Dangerous Arrogance

First published in the print column Strictly Haresay

I recently watched the HBO miniseries, Chernobyl, recounting the horrific nuclear disaster that occurred in the Soviet Union in 1986.

I’m old enough to remember when news of the actual event played over U.S. television channels and headlined our newspapers. Though tragic to hear about, the whole thing happened very far away from U.S. soil (and air), and didn’t pose any immediate threat to our safe and privileged American lives. The miniseries does a good job of pulling back that curtain of separation, and brings the horror of the risks associated with nuclear power plants right into your living room. Not only that, it does an impressive job of depicting the oppressive nature of life under a communist regime—even for high-ranking, well-educated public officials. The governing body, at that time led by Mikhail Gorbachev, had very little accountability and even less regard for the lives of its own people, let alone their individual rights.

  Watching the chain of events unfold leading up to that monumental debacle I just kept thinking, How can some of the world’s most intelligent humans—scientists, nuclear physicists and engineers—be so stupid?

To be fair, stupid probably isn’t the right word. Arrogant. That’s really what it is. And it’s a dangerous characteristic that’s as prevalent now as it was 36 years ago when the world watched as Chernobyl blew up and melted down, killing thousands.

And though hubris isn’t exactly an anomaly in the political realm, this trait stands out quite noticeably in the scientific field.

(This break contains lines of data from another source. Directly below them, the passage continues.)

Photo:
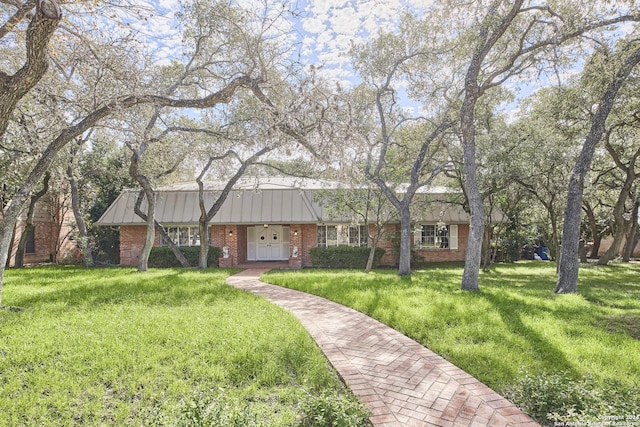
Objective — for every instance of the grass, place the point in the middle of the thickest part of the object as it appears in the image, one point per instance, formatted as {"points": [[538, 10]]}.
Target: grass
{"points": [[167, 347], [514, 325]]}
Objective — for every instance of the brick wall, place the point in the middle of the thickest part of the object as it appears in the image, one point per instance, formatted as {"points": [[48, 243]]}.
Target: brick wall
{"points": [[132, 239], [309, 240], [52, 242], [386, 242]]}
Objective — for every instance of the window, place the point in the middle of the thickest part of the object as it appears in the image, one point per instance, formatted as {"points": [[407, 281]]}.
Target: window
{"points": [[342, 235], [358, 235], [183, 236], [432, 236]]}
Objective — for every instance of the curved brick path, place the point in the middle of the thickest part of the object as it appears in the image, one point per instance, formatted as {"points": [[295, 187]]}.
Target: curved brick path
{"points": [[401, 382]]}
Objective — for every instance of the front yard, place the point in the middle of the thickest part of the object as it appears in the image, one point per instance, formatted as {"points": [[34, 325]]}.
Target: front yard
{"points": [[575, 355], [168, 347]]}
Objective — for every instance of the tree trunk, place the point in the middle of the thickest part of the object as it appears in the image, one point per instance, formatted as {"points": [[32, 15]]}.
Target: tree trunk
{"points": [[204, 244], [486, 249], [143, 261], [630, 244], [372, 252], [473, 255], [13, 238], [28, 229], [163, 234], [404, 267], [582, 252], [85, 246], [619, 225], [569, 265], [593, 226], [14, 88]]}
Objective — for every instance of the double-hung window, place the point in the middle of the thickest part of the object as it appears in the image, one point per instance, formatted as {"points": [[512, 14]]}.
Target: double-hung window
{"points": [[341, 235], [183, 236], [432, 236]]}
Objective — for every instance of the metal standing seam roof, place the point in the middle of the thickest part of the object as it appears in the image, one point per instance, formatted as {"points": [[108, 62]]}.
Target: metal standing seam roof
{"points": [[240, 207], [274, 203]]}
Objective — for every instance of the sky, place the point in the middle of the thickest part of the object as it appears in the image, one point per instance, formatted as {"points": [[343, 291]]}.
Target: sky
{"points": [[325, 29]]}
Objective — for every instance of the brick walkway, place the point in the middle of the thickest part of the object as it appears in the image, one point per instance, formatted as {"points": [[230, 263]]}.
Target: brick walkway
{"points": [[401, 382]]}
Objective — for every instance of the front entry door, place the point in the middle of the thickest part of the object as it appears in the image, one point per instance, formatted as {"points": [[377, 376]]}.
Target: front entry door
{"points": [[269, 243]]}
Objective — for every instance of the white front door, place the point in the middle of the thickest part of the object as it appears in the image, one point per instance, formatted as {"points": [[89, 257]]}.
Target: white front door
{"points": [[269, 243]]}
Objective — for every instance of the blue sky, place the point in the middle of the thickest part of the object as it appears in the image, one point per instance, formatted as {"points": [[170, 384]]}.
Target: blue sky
{"points": [[326, 28]]}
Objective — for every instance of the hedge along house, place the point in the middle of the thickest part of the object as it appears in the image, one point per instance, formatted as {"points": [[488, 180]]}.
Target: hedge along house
{"points": [[279, 219]]}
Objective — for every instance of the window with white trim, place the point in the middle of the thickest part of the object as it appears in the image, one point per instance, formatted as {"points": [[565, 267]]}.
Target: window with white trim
{"points": [[183, 236], [341, 235], [431, 236]]}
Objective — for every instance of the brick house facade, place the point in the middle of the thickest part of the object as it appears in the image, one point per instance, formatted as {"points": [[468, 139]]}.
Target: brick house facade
{"points": [[280, 222], [51, 240]]}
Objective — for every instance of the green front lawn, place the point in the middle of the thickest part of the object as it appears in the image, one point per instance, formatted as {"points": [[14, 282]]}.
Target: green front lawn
{"points": [[515, 332], [167, 347]]}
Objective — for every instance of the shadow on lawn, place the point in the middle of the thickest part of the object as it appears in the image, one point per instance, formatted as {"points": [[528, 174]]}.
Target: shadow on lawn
{"points": [[511, 311], [167, 287]]}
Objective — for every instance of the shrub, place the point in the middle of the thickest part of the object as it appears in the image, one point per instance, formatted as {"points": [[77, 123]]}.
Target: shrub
{"points": [[558, 398], [332, 410], [163, 256], [344, 257]]}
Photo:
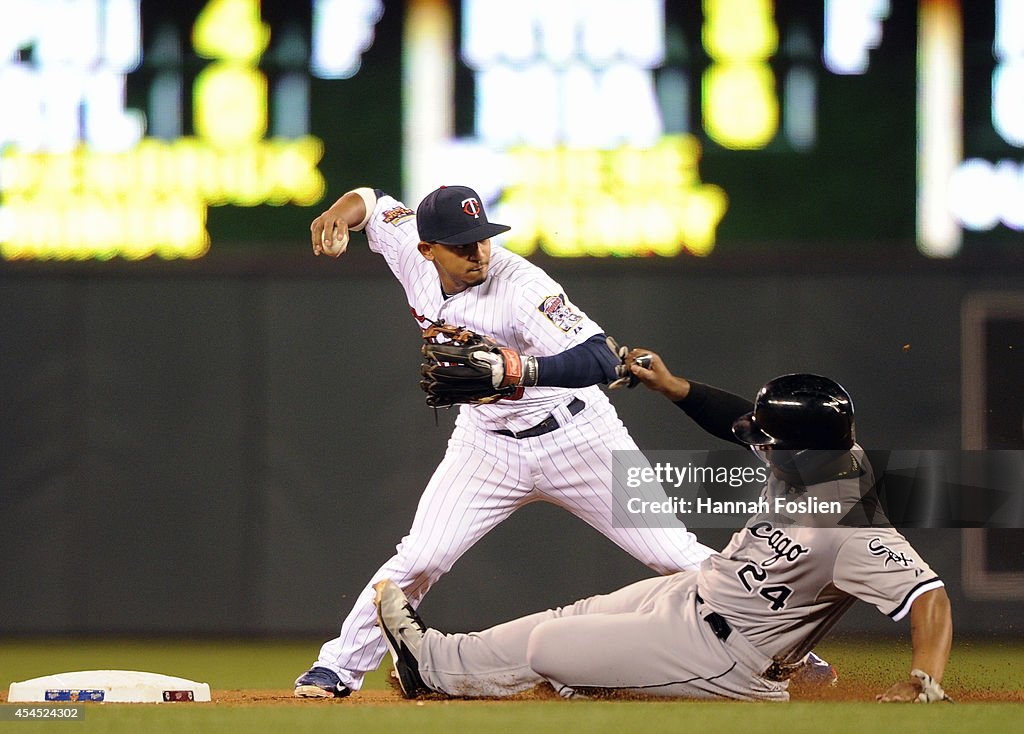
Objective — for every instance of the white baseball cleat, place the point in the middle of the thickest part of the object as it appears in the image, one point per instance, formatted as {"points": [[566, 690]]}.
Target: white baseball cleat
{"points": [[403, 634], [816, 672]]}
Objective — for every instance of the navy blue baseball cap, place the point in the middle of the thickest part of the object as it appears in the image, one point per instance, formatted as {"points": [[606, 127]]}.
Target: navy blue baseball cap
{"points": [[454, 215]]}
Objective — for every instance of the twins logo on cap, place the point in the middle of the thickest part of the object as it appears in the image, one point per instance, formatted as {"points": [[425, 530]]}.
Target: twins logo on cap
{"points": [[471, 207]]}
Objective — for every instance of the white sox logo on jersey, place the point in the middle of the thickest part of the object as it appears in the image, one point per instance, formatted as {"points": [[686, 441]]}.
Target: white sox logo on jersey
{"points": [[877, 548], [781, 545]]}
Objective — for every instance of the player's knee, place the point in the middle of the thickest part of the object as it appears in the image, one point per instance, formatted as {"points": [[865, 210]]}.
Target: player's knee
{"points": [[541, 650]]}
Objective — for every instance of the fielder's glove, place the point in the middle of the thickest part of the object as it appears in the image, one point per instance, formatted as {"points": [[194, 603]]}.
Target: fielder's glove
{"points": [[461, 365], [924, 689]]}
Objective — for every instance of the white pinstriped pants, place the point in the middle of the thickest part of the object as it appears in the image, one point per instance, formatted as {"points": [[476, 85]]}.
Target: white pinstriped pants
{"points": [[482, 479]]}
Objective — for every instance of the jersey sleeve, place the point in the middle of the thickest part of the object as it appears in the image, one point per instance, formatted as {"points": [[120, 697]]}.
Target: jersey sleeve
{"points": [[391, 230], [880, 566], [548, 321]]}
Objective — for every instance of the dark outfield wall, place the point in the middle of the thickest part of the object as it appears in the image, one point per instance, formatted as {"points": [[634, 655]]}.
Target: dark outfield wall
{"points": [[236, 450]]}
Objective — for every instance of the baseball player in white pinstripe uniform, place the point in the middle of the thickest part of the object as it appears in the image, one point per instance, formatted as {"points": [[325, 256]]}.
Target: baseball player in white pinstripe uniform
{"points": [[554, 443], [740, 625]]}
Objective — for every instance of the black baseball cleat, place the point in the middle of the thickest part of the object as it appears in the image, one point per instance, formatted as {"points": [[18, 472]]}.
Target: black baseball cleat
{"points": [[403, 634], [320, 683]]}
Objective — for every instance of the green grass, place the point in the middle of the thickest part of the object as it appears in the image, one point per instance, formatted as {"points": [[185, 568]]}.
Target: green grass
{"points": [[978, 665]]}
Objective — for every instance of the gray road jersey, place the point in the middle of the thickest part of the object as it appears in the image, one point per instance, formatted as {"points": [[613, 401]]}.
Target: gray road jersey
{"points": [[784, 579]]}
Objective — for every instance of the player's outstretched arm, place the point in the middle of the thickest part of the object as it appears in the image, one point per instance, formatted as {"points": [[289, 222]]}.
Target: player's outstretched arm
{"points": [[329, 231], [931, 636], [711, 407], [656, 376]]}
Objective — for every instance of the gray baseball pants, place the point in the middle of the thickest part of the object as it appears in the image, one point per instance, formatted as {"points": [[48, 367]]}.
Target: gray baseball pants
{"points": [[647, 638]]}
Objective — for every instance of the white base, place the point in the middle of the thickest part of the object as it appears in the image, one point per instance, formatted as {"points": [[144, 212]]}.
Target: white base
{"points": [[110, 686]]}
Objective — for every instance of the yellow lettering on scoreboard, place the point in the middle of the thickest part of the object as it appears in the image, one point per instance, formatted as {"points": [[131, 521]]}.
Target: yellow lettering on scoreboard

One recent example is the announcement by biotech company, Colossal Biosciences, of their plan to resurrect the wooly mammoth species by performing gene-editing processes on DNA of the Asian elephant in an effort to duplicate DNA collected from the molar of a frozen mammoth. The idea is being referred to as the “de-extinction” of the mammoth, as if bringing back a long-extinct species were possible. What they’re really doing is designing a franken-version of a mammoth by creating an elephant with enough mammothy characteristics to enable it to live in northern climes. Colossal Biosciences’ goal is to try to create a ‘cold-resistant elephant’, which it was claims would be ‘functionally equivalent’ to a mammoth. So not a mammoth.

The eventual goal is to repopulate parts of the Arctic with this Woolly Mammoth 2.0 and strengthen local plant life with the migration patterns and dietary habits of the beast, thereby combatting global warming.

Right. Maybe if we cloak the whole thing with some politically charged rhetoric and dress it up in New World ideology we can avoid facing any questions on the ethics of handling these creatures, and scientists playing god.

If Colossal proves successful on reincarnating a version of the mammoth—they already have plans to do the same with the Tasmanian tiger. Even more disturbing and god-like are the semi-serious, profoundly problematic proposals involving the recreation of Neanderthals—extinct humans who lived in Europe, Asia and the Middle East before us.

An important question we all need to ask (egos aside) is: Just because maybe we can, does that really mean we should?